Any such tools would be non-conforming. There's no way to tell what language a <code>'s contents are in without having coordinated with the page author.

Now, if there are tools such as those you describe who want to implement that kind of thing, then that's a different matter, and we can at that point add such a feature. Are they interested in implementing such a feature?

Comment 9 Axel Dahmen 2012-11-11 11:58:24 UTC

> Any such tools would be non-conforming.

Yes, today. But not if you are going to define a mechanism for automatically determining a code's language. No matter which way you're doing it. From that moment on, such tools are conforming by definition.


> There's no way to tell what language a <code>'s contents are in without having coordinated with the page author.

In the HTML5 description it reads: "authors who wish to mark code elements with the language used" ...

I don't understand the gap. So what's th mechanism described above for then? Anything else than telling what language a <code>'s contents are?

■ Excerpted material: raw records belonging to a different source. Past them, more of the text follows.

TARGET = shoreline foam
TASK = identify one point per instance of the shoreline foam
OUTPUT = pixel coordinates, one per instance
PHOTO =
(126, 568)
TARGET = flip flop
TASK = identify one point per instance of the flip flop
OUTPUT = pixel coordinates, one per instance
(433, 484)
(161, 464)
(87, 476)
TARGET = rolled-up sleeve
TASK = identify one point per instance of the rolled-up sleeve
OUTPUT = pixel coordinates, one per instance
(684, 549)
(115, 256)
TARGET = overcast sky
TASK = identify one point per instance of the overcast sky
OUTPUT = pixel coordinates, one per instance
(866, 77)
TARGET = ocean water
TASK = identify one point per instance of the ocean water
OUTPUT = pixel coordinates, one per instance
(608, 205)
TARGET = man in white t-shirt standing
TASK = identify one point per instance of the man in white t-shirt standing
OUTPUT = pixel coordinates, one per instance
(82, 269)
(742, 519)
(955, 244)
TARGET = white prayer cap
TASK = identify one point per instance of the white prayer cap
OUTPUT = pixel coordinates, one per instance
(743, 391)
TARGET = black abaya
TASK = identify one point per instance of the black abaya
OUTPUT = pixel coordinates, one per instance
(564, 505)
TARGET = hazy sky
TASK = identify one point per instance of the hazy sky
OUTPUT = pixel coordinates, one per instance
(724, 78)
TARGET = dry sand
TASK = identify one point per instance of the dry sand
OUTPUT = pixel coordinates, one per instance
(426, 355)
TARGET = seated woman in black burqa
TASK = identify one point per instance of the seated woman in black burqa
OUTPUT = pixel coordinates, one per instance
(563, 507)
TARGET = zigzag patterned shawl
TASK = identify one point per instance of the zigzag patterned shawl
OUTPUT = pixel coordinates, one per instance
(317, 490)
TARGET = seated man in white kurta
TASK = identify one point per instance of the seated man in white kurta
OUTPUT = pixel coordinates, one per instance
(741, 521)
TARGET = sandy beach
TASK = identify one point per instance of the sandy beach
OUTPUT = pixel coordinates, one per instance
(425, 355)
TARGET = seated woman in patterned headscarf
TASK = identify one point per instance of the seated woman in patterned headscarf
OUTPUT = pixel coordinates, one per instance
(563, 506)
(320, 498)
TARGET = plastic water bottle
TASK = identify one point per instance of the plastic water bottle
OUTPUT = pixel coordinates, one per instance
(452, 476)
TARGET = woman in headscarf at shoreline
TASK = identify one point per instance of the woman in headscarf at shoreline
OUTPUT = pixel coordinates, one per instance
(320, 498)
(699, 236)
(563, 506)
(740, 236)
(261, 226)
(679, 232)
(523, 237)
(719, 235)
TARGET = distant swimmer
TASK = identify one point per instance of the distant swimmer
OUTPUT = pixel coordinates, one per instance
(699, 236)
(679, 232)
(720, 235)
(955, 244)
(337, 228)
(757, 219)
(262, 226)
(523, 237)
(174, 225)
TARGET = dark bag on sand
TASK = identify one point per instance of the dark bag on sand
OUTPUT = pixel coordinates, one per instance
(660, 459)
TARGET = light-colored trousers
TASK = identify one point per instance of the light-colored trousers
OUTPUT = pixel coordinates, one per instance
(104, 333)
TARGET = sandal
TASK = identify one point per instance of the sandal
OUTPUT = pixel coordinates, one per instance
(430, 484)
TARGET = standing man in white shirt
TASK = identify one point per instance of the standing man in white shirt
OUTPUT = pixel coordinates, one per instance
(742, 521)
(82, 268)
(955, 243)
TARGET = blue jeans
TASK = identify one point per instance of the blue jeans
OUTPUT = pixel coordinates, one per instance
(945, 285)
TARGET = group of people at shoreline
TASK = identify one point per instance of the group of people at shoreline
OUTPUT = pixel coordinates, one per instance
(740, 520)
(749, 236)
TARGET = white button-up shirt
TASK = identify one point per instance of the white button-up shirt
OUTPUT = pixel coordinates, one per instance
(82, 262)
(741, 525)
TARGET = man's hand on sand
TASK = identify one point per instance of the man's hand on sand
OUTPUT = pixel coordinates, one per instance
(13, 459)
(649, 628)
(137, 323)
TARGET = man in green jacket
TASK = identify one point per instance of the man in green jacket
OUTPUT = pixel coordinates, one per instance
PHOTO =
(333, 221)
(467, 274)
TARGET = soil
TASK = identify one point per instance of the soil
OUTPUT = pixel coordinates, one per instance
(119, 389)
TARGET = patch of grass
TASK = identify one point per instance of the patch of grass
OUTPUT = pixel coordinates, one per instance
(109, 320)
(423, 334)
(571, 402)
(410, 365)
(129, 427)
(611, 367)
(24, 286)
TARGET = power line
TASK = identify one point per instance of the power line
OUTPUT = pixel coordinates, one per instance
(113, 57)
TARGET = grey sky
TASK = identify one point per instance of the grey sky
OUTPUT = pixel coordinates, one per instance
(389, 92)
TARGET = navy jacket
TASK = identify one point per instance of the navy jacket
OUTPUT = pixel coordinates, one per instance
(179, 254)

>Now, if there are tools such as those you describe who want to implement that kind of thing, then that's a different matter, and we can at that point add such a feature. Are they interested in implementing such a feature?

You're asking the wrong guy here. You should ask this question to them.

Just a few links:

  http://code.google.com/p/google-code-prettify/
  http://dense13.com/blog/2008/08/17/new-javascript-syntax-highlighter-shjs/

Comment 10 Ian 'Hixie' Hickson 2013-01-31 22:46:31 UTC

> In the HTML5 description it reads: "authors who wish to mark code elements
> with the language used" ...
> 
> I don't understand the gap. So what's th mechanism described above for then?
> Anything else than telling what language a <code>'s contents are?

That's just documenting a possible way authors can mark this up for their own use. I've tried to make this clearer.


> Just a few links:
> 
>   http://code.google.com/p/google-code-prettify/
>   http://dense13.com/blog/2008/08/17/new-javascript-syntax-highlighter-shjs/

These all seem to just be scripts that work within the page, so they don't need a standard way to do things — they just need to document a convention for the author to use.

Comment 11 contributor 2013-01-31 22:47:35 UTC

Checked in as WHATWG revision r7682.
Check-in comment: Clarify that this is not a convention, just a possible technique for the author's own use.
http://html5.org/tools/web-apps-tracker?from=7681&to=7682

Comment 12 Ian 'Hixie' Hickson 2013-03-22 18:12:00 UTC

Please reopen this bug if there are use cases (that is, if someone wants to write software that needs to know the programming language of the contents of a <code> block and yet cannot coordinate with the author, e.g. because it's a browser or search engine and not a script that the author chooses and embeds).